An Allen County Superior Court judge on Thursday put a halt to depositions being taken in Community Health Systems' lawsuit against former Lutheran Health Network CEO Brian Bauer.
Judge Nancy Boyer said attorneys can wait to question witnesses under oath until after a Tennessee court rules next month on Bauer's request to dismiss the lawsuit.
The subpoenaed parties also are being asked to provide written documents, including any communications they've had referring to CHS, Bauer, current Lutheran Health Network CEO Mike Poore, any Fort Wayne physicians and Sajin Young, the alias used on a Facebook account critical of CHS.
Boyer described the expense of filling the requests as an “unreasonable” burden on the witnesses – if the lawsuit filed Nov. 2 ends up being dismissed. A hearing to address Bauer's dismissal request is scheduled for Jan. 25.
CHS attorney James Buchholz had argued that a Tennessee court should make all decisions regarding the lawsuit, which was filed there in Williamson County.

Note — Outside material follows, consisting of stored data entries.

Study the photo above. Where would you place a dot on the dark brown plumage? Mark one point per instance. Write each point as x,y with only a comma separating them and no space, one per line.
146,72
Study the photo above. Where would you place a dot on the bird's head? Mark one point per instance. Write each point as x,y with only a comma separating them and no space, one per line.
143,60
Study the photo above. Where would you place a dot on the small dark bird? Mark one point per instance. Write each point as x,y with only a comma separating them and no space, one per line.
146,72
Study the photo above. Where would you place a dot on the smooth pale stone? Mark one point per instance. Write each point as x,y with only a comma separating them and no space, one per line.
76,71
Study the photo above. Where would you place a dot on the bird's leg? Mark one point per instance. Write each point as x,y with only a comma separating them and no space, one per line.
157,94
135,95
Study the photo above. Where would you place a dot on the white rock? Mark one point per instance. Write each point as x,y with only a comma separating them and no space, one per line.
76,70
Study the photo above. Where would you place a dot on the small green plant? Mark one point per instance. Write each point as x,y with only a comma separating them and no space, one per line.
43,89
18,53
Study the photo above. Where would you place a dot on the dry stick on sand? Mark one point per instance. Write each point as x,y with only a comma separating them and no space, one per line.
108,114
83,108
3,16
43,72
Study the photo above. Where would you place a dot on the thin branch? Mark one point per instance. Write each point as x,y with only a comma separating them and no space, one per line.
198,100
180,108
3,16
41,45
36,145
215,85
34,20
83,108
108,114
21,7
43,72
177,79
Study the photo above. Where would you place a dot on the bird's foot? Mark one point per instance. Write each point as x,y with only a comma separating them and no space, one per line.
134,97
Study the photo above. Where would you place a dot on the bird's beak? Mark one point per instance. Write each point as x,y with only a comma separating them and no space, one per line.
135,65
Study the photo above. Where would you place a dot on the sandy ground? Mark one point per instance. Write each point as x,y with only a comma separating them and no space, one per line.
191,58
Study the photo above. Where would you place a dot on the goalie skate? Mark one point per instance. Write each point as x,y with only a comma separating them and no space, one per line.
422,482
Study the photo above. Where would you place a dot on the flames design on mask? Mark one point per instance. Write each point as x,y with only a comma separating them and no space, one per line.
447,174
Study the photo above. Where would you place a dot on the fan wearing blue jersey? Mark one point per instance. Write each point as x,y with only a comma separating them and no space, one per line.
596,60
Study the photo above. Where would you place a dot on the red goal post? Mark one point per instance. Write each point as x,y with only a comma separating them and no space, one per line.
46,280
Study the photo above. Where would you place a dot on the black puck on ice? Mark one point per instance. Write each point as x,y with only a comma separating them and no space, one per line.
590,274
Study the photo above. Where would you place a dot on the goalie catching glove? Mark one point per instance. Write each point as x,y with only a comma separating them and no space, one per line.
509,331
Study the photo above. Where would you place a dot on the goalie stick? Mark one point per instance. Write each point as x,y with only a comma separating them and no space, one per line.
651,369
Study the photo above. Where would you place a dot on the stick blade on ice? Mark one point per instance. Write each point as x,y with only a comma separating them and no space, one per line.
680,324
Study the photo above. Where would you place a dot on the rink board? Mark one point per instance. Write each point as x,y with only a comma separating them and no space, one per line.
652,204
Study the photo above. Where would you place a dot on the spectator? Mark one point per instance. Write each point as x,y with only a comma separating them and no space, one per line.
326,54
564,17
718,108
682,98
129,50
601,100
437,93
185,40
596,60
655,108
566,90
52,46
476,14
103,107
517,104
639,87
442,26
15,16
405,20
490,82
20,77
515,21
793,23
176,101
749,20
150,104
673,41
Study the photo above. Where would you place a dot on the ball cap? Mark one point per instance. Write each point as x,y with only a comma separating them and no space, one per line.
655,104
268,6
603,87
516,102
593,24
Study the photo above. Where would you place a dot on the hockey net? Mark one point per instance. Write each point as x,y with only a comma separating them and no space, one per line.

The lawsuit alleges both Bauer and the “Sajin Young” poster defamed and disparaged CHS to undermine the company's business relationships. The defendants are accused of trying to drive away patients and physicians and drive down Lutheran Health Network's value.
Franklin, Tennessee-based CHS is asking for unspecified damages and for Bauer and “Sajin Young” to be ordered to stop publicly criticizing CHS. Since the lawsuit was filed, the Sajin Young account has been removed from Facebook.
Mark GiaQuinta, a local attorney, argued that CHS doesn't have an urgent need to push ahead with depositions during the holiday season because no additional postings are being made.
He scoffed at the idea that the postings would harm the second-largest health care system in the country. The lawsuit, which outlined the Facebook comments, “sounds more like a junior high spat in the cafeteria” than a typical court filing, GiaQuinta told Boyer.
GiaQuinta represents Aaron Garofola, one of three people not named as defendants in the lawsuit who received subpoenas and asked the court to step in and delay their depositions. Garofola is the former CEO of Dupont Hospital, which is part of Lutheran Health Network.
Garofola accepted a lateral transfer within CHS on June 12, the same day Bauer was fired. He left the health care system after about three months, however, and started work in August as CEO of Associated Surgeons and Physicians, a local group. He and Bauer are also two of three partners who own Umi Grill, a local sushi restaurant.
Ozzie Mitson, formerly Lutheran Health Network's government relations director, and Dr. William Cast, co-founder of the nonprofit NICHE (or Northeast Indiana Citizens for Healthcare Excellence), also filed motions to delay giving sworn statements until after the Tennessee court rules on Bauer's motion to dismiss the case.
Bauer answered CHS attorneys' questions under oath for eight or nine hours last week, GiaQuinta said.
Among the allegations against Bauer, CHS says he shared confidential information with IU Health in violation of CHS' stock option agreement. The lawsuit contends that Bauer is subject to the agreement's confidentiality and nondisparagement clauses because from 2012 to 2014, Bauer cashed in 3,000 stock options for a total profit of more than $74,000.
But according to the filing made on Garofola's behalf, CHS has been unable to produce a signed contract that shows Bauer agreed to the conditions put on exercising stock options.
Norris Cunningham, an Indianapolis attorney, represented IU Health's interests during the hearing. Mitson now works for IU Health as government affairs director. An IU Health spokeswoman was unable Thursday to find out when Mitson started working there.
Judge Boyer said her order wouldn't stop CHS from deposing witnesses subpoenaed in Indianapolis. If they want a similar ruling, they would have to request it from a Marion County court, she said.